# can pigs and chickens share a space?



## miss mo

I have gotten conflicting answers, will my 2 feeder pigs and chickens be able to share an area?  Do they need to be separated, will the pigs kill the chickens?  Thanks, I am new to pigs and chickens but love this site and BYC--a wealth of information.  Thanks in advance.


----------



## ohiofarmgirl

welcome!!!

generally the answer is no. 

our pigs shared the extreme lower hen yard and a few of my saucy buckeyes would get in their pen...and there were some wild chases (run hen run!!!).  our pigs never got any of our hens but it wasnt for lack of trying.

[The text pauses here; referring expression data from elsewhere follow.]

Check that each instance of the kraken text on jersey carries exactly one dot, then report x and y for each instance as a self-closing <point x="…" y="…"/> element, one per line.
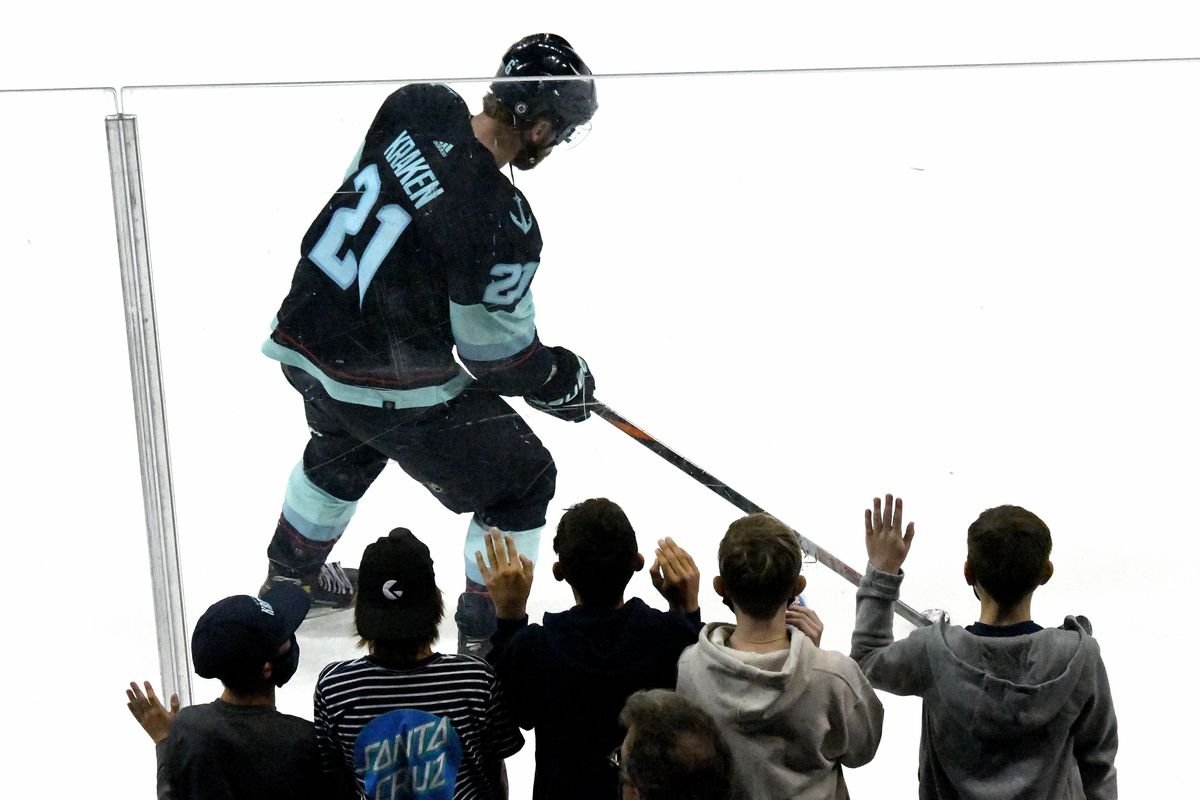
<point x="413" y="172"/>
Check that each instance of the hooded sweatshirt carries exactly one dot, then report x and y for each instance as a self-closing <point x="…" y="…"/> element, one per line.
<point x="792" y="719"/>
<point x="1021" y="716"/>
<point x="569" y="678"/>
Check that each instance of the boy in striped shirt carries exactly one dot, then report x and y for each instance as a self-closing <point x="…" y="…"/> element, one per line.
<point x="409" y="722"/>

here's what happens:  eventually the pigs will figure out the chickens are yummy....and yep they can kill them. the hens will be drawn to the feed and think its the best thing going... until one of the pigs grabs them. this wont happen until the pigs get a bit older and by then the hens (and maybe you) wont think it will happen. 

also - pigs will do just about anything to get to feed including what the hens are eating. unless you have electric fencing they can pretty much break out of any kind of fence. we were careful about where we fed the hens - so the pigs wouldnt think it was ringing the chow bell for them also. 

good luck!


----------



## miss mo

Thanks, this is what we were thinking.  Just hoping to keep the pigs out of the main barn.


----------



## ohiofarmgirl

depending on where you live.. if you are mostly past the cold season, pigs dont need much in the way of shelter. they need shade to be sure and somewhere to make a wallow.

i tell people to put their pigs as far away as possible, they really are stinky and when the wind shifts... whoohoo thats a powerful stench. we usually end up using 2 or 3 long hoses... they are that far from the house. 

i hillbillied together a 3 sided shelter from pallets and its worked to keep them dry. you can also check out bruntyfarms post on pigs over on byc in the meat chicken section. he did a great job of putting together a shelter that kept them safe for this winter. 

my buddy runs his pigs out in the pasture. with electric fence of course.  this last summer we put ours in a huge patch of poison ivy (no it doesnt hurt them) and they destroyed most of it! yay pigs!


----------



## stanley

I keep 9 sows and a boar, my chickens have the run of the pasture with them. I only had one sow which I bought as a replacement along with her two sisters who chased/ate the chickens. She is now sausage to go with my eggs. Her sisters never did eat the chickens


----------



## HartRice

My children have raised hogs for the fair the last four years. We actually use the hog panels for fencing and I have muscovy ducks and chickens that have alwasy been able to somehow get in with the pigs no and then. We have never had a problem with the pigs going after the birds but maybe we have been lucky. Hope it works out for you.


----------